Thursday, April 12, 2012

Film Review: Miss Bala

Miss Bala, the fourth feature from Mexican New Waver Gerardo Naranjo, starts out with a young woman - we are told she is just nineteen - trying out, or at least trying to try out for a spot in the Miss Baja California pageant, which is a preliminary round of the eventual Miss Mexico crown.  Whether this young woman - Laura Guerrero is her name and she is played, quite superbly by the way, by Stephanie Sigman in just her second film role - wants the glory and glamour of a beauty pageant title or whether she just wants an escape from her dead end world of abject poverty, becomes null and void once, as they say, the shit hits the fan. 

After gangsters hit a nightclub where Laura is, killing many of the revelers, she becomes forcibly embroiled in the world of drug and gun trafficking.  It is from here on in that Naranjo's film becomes a throbbing, beating, methodical work of harrowing fiction that is, sad to say, ripped from the tragic headlines that constitute the way of life in many Mexican border towns today.  The screenplay is a more than loose adaption of a real life case of a former beauty queen who fell in with a gang of criminals.   With the director's straight-forward, almost procedural, workmanlike cadence, and Ms. Sigman's equally up-to-the-task dead-eyed performance of a girl lost in an ugly world, we the viewers seem like we too are trapped in this insidious and dangerous world.  Never letting up in the rigorous and relentless forward motion of the narrative - battering this violent world into our heads like an unstoppable hammer to the back of the head - Miss Bala is both shocking in its portrayal of this deadening world of killers and terrorists and corrupt officials and a cinematic wonder as well.

We are never given any more information than Laura is given in her world of cat and mouse (or more aptly cat and rat) so we the audience, unlike in other films, have no secret knowledge of what is going on or why it is happening, and therefore we the audience become part of the story and we the audience feel the pain, the suffering, the fear that is going on in Laura's own head.  This is in no little part due to the performance of Ms.
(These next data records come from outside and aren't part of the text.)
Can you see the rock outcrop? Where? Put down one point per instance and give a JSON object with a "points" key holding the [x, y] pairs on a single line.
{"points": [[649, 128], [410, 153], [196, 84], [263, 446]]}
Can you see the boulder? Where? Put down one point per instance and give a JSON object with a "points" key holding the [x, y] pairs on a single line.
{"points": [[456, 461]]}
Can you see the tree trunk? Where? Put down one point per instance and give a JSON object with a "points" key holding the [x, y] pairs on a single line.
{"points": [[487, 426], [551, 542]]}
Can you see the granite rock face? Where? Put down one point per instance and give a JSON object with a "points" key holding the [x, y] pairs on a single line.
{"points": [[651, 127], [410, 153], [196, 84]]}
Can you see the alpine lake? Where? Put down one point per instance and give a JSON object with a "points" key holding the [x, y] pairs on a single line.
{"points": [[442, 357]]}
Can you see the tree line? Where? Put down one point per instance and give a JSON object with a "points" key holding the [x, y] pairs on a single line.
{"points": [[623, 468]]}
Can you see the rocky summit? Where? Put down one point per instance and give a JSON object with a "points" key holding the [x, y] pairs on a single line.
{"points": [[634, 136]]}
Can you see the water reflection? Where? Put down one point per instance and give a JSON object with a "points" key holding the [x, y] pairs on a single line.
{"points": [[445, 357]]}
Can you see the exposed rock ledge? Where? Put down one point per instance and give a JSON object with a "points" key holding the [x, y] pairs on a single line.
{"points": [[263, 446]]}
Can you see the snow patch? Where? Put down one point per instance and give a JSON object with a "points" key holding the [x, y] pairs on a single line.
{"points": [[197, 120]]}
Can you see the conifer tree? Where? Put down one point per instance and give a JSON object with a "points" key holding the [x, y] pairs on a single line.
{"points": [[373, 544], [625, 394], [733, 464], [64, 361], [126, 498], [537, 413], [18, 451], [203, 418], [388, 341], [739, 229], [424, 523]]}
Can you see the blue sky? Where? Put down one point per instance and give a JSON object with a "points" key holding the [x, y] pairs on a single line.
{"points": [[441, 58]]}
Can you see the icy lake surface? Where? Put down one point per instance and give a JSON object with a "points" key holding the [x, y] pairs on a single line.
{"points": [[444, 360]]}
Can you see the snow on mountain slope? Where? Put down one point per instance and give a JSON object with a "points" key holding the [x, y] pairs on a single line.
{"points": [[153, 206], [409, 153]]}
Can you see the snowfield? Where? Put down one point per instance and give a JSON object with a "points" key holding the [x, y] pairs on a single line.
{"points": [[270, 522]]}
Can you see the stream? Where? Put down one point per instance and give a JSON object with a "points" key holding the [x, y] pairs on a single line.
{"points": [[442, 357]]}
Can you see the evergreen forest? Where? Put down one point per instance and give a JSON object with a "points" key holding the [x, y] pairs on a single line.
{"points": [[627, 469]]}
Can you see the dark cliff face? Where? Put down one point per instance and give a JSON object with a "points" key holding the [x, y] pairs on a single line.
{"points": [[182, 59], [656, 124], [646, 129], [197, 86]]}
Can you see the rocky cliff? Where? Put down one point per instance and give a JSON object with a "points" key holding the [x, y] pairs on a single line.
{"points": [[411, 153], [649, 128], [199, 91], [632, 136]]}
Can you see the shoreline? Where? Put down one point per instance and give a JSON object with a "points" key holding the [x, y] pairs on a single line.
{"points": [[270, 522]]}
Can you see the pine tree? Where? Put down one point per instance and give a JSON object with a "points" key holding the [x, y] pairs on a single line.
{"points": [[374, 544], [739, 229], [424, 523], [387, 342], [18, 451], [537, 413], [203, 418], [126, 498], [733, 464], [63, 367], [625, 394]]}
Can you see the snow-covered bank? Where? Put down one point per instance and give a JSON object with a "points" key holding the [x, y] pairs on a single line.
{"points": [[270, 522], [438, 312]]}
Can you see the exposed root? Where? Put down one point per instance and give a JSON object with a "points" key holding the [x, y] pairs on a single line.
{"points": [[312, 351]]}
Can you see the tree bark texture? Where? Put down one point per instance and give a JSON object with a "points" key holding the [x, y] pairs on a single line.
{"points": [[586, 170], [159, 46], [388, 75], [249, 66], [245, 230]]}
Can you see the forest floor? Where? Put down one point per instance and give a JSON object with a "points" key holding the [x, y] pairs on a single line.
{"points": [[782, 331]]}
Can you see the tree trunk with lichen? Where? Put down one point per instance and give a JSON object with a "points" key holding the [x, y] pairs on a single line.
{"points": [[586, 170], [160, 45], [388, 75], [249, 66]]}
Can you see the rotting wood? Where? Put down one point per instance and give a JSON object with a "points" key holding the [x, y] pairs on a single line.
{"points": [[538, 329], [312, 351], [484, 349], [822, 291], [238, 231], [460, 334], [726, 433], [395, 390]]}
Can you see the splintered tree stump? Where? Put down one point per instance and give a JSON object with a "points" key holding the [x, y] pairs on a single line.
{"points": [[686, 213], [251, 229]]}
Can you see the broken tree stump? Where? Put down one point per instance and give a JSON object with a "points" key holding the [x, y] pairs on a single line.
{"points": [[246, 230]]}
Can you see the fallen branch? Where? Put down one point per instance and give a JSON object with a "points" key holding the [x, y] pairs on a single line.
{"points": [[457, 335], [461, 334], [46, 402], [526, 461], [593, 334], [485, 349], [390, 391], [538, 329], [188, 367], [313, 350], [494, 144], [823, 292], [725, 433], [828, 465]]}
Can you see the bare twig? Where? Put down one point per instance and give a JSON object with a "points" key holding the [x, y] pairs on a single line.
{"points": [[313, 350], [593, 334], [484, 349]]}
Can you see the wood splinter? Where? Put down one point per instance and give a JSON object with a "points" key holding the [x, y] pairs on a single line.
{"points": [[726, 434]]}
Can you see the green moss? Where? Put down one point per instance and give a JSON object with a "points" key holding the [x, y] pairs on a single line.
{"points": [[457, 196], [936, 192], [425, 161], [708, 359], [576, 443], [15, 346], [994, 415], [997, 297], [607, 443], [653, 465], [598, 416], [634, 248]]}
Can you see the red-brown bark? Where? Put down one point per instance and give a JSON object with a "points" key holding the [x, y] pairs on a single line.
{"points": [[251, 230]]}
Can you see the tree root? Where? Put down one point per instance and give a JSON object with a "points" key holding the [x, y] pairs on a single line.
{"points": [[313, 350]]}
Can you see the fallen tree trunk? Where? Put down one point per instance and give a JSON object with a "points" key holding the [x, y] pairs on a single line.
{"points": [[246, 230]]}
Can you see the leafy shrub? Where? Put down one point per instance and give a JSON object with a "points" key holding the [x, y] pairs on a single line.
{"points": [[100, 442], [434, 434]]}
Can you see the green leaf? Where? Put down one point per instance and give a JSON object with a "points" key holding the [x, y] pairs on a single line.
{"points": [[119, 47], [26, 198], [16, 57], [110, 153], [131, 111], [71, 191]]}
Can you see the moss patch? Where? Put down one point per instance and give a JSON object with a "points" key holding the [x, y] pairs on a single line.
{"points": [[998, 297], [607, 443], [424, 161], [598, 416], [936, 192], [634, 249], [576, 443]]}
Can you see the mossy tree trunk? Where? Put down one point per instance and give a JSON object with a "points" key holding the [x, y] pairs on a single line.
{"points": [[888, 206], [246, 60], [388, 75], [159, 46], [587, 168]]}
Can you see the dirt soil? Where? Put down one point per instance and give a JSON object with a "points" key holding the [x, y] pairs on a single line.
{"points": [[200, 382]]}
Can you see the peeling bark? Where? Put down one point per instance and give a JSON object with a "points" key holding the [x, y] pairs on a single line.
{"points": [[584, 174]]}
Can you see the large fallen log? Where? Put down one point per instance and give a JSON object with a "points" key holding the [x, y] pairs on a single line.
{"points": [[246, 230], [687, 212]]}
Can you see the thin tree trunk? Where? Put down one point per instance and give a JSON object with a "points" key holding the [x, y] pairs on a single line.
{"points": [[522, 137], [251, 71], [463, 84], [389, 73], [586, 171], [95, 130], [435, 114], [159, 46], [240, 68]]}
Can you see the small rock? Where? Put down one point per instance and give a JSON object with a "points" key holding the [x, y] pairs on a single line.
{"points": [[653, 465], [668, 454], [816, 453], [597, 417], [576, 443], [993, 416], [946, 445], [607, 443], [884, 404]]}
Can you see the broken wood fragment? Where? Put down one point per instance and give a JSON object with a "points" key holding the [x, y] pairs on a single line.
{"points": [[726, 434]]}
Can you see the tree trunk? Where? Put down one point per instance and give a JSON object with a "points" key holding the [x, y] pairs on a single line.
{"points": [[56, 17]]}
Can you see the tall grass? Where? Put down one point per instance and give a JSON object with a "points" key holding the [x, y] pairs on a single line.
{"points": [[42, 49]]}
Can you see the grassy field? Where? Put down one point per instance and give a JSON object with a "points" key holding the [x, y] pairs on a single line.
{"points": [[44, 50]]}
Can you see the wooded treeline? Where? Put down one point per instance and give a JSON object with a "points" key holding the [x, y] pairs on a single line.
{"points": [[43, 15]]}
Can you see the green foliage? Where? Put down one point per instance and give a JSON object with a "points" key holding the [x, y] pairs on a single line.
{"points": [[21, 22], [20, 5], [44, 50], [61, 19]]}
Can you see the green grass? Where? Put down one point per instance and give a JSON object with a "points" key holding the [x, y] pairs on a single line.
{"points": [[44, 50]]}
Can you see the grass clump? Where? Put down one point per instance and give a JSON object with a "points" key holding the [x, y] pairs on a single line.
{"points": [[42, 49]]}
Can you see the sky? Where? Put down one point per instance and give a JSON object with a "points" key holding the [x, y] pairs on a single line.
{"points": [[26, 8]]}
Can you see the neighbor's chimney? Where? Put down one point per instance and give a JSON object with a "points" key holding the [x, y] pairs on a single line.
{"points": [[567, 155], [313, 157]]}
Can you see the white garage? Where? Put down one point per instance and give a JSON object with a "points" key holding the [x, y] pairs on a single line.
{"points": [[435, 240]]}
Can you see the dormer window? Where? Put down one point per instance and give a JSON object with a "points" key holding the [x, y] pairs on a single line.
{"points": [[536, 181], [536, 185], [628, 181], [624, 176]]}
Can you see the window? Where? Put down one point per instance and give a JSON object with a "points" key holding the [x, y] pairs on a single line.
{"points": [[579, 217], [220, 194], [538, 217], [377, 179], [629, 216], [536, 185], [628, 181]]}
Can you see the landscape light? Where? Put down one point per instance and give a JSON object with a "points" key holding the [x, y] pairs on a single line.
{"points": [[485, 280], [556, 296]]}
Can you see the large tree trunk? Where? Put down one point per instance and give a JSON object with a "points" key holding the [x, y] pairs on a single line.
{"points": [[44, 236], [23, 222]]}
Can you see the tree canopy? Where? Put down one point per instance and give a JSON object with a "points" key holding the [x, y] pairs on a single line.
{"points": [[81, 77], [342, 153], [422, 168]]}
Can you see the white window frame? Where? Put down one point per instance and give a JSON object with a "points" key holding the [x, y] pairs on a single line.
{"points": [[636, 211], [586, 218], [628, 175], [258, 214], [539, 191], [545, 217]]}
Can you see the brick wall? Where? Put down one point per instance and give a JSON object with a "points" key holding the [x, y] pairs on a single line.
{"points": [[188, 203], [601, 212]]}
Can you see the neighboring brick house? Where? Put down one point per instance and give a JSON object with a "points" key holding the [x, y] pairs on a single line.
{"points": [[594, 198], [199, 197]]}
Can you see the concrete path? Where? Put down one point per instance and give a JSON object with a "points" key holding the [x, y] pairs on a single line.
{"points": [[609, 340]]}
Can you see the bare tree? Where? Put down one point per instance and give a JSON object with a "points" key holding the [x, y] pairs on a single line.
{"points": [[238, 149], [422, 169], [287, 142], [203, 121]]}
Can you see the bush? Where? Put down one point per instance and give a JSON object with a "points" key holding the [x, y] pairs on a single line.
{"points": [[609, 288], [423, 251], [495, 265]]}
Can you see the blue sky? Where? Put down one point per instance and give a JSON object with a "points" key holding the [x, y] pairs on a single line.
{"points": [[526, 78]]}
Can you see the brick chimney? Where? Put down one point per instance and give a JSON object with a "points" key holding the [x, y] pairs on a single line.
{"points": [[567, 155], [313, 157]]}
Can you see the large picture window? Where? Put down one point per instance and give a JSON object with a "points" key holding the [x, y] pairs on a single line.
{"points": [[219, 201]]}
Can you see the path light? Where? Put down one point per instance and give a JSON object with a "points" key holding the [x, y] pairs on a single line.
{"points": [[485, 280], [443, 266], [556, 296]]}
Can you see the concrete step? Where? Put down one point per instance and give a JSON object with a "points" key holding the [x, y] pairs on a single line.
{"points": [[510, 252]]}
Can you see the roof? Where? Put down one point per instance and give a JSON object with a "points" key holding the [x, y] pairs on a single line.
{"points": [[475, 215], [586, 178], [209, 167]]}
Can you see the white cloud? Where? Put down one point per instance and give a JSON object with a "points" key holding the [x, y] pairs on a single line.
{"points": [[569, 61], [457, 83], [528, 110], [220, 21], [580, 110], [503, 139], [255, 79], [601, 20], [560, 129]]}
Sigman.   The young actor - she was twenty-four at the time of filming - gives a performance that transforms her character from a bright-eyed hopeful girl into a stone-faced victim of violence that knows no recourse but to keep her eyes pressed forward and try to persevere no matter what the cost to her soul.  The film, and the performance, are powerfully stoic creatures that defy genre and typical three act narrative, and in being so perhaps are not for the casual film watcher, but for those daring souls, those of a more cinephiliac beat, Miss Bala is an intense and quite harrowing journey that will surely be worth your time.